玉笏将桑果放在溪水里细细地洗着,那袖子下露出一段玉腕来,手腕上还有一个银镯子,“我攒钱是为了你呀!爷爷说了,明年开春的时候你就要离开洛阳到临安去找一个先生了,再过两年就要去考科举了,这里头要的花费可是不小,爷爷和干爹干娘都在为你打算呢!我想我也帮不上什么忙,你到了临安的花销肯定也不小,我要努力干活攒钱给你。你看,我虽然不识字,还是有一些本事的。”

袁彬微微低下头来,“为了让我念书,家里已经是竭尽全力了,有的时候我都在想,当初要是选的不是走这条路就好了,每次看到爹娘还有爷爷,还有你都是为了我这样辛苦,可是我却什么都帮不上你们。成日里看你们辛苦,我觉得自己真的很没用。”

“你别这样说!”玉笏安慰他道,“你都不知道你有多厉害,会认得那么多字,知道那么多的故事和事情,你都不知道我们村子里的那些姑娘有多喜欢你!”说到这里,玉笏顿了一下,“不过你可不能喜欢她们,知道吗?”

说到这话的时候,玉笏低着头不敢看袁彬,只是把手中的桑果和溪水弄得刷拉拉地响。两个人都不说话了,只任由着那水声哗啦啦地填满两个人之间微妙的尴尬和沉默。

良久,那袁彬才轻轻“嗯”了一声,然后脸红都红到耳根子去了。

回家的时候,天已经有些黑了,袁彬是牵着玉笏的袖子走的,连手都没有碰一下,可是袁彬的脸却像是一只被煮熟了大虾,我怀疑,下一刻我若是放个生鸡蛋在他的脸上,都能立刻给我煮熟了剥开吃。

只是我实在觉得惊讶,这袁彬倒是意外地纯情,这和我所见到的那个当着众人的面都能和我**个没完的林炳实在是相差甚远、判若两人啊!

阿淼对此的解释是,大约这个时候他还没开荤,男女之事上就是这样的,一旦有过了,其实也就觉得没什么了,反而还会越来越熟稔。
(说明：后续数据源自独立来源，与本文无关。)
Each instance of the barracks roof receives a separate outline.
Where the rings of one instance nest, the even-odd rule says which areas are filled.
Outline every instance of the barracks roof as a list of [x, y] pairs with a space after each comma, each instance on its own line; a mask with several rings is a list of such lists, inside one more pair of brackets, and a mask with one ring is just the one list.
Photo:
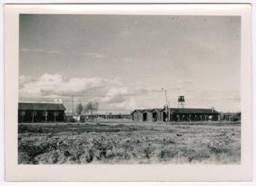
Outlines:
[[[158, 112], [165, 112], [165, 108], [164, 109], [135, 109], [134, 112], [148, 112], [151, 113], [153, 111], [158, 111]], [[168, 112], [171, 112], [172, 113], [202, 113], [202, 114], [218, 114], [218, 112], [217, 112], [215, 109], [187, 109], [187, 108], [170, 108], [168, 109]]]
[[19, 102], [18, 109], [22, 110], [66, 110], [62, 103]]

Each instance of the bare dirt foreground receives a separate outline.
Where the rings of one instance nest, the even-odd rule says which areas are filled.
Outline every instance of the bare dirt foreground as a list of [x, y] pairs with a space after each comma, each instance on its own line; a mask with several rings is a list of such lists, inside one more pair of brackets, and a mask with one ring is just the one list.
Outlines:
[[124, 123], [19, 124], [18, 162], [240, 163], [240, 123]]

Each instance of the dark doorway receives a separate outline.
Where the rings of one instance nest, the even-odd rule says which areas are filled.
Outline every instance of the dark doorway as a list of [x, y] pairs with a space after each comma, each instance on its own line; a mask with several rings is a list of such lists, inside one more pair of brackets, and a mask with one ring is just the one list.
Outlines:
[[143, 121], [146, 121], [147, 120], [147, 113], [143, 113]]
[[163, 121], [166, 121], [167, 120], [167, 114], [166, 114], [166, 112], [164, 112], [163, 113]]
[[152, 119], [153, 119], [153, 121], [157, 121], [157, 113], [152, 113]]

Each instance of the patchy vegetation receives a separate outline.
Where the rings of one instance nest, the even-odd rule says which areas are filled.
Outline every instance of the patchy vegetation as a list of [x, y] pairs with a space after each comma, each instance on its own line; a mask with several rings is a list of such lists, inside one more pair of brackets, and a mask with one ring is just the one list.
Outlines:
[[19, 163], [240, 163], [240, 125], [19, 124]]

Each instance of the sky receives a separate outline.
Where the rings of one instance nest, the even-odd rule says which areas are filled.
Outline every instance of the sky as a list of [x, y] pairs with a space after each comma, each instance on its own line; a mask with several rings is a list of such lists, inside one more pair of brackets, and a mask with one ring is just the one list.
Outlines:
[[19, 101], [240, 111], [240, 17], [20, 16]]

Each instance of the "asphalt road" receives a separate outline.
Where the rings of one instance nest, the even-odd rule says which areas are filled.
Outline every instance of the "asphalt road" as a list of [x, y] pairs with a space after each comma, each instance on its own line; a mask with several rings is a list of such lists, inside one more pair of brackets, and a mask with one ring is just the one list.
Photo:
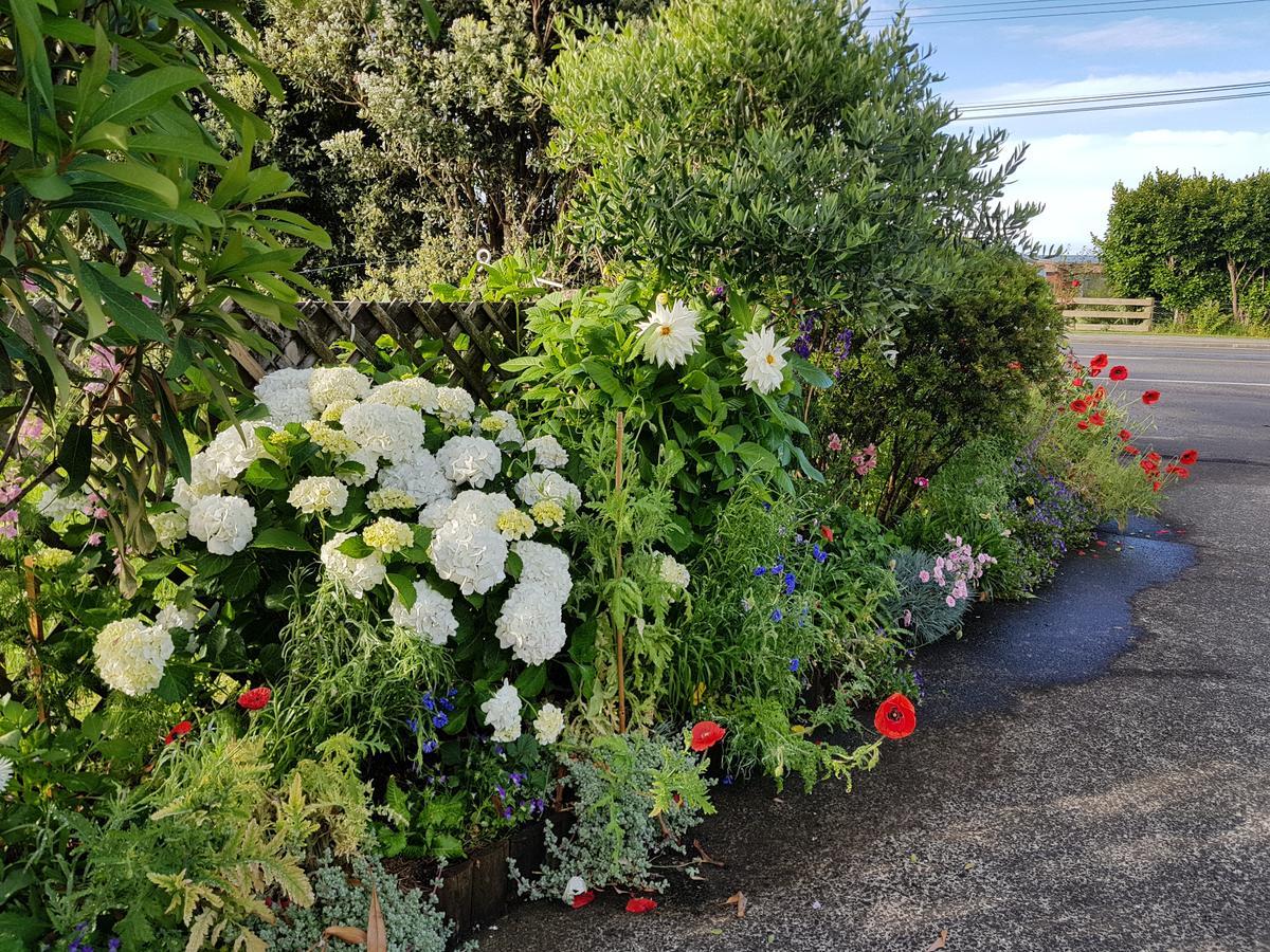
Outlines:
[[701, 840], [724, 868], [639, 916], [613, 895], [519, 906], [484, 952], [922, 952], [941, 930], [977, 952], [1270, 949], [1270, 344], [1073, 345], [1163, 392], [1134, 424], [1161, 452], [1201, 452], [1162, 520], [921, 655], [918, 731], [853, 792], [718, 788]]

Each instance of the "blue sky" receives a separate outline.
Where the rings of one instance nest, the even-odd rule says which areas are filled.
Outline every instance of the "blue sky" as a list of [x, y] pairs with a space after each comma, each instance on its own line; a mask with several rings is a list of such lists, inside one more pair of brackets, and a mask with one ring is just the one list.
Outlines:
[[[1270, 3], [1140, 9], [1184, 1], [1142, 0], [1138, 11], [1071, 10], [1048, 19], [975, 24], [921, 19], [939, 15], [932, 8], [970, 0], [911, 0], [909, 9], [914, 41], [935, 47], [931, 65], [946, 76], [942, 94], [959, 104], [1270, 80]], [[1088, 0], [1016, 0], [1005, 13], [1020, 8], [1040, 13], [1063, 3], [1090, 5]], [[1114, 5], [1132, 4], [1104, 4]], [[895, 6], [890, 0], [875, 3], [875, 18]], [[996, 4], [997, 10], [1003, 6]], [[970, 124], [982, 121], [960, 123]], [[1005, 118], [993, 124], [1006, 128], [1012, 142], [1030, 143], [1007, 199], [1045, 203], [1034, 236], [1068, 251], [1088, 248], [1091, 232], [1102, 234], [1116, 180], [1137, 184], [1157, 166], [1229, 176], [1270, 169], [1270, 98]]]

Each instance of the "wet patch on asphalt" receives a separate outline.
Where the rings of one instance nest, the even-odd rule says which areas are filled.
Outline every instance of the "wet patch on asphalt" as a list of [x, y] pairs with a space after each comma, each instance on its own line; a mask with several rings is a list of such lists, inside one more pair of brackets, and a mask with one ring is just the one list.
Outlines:
[[1101, 527], [1036, 598], [977, 605], [960, 638], [917, 655], [922, 720], [1010, 710], [1022, 691], [1105, 674], [1135, 637], [1133, 597], [1194, 565], [1195, 550], [1182, 539], [1185, 529], [1138, 517], [1124, 534]]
就跟你干坏事的时候一样,没干过的时候觉得那是天大的事情,可是一旦有了第一次,也就发觉干坏事也没什么。反而之后还会干得越来越顺手。最关键就是在那个第一次上!

我看着阿淼,一脸的狐疑,“那这么说来,你是开过荤还是没开过啊?”

阿淼狠狠瞪了我一眼,“有你这么问话的吗?”

“我就是那么一好奇!哎呦!”冷不防地便遭了阿淼的一记扇子,我连忙捂住头,“你干嘛啊!”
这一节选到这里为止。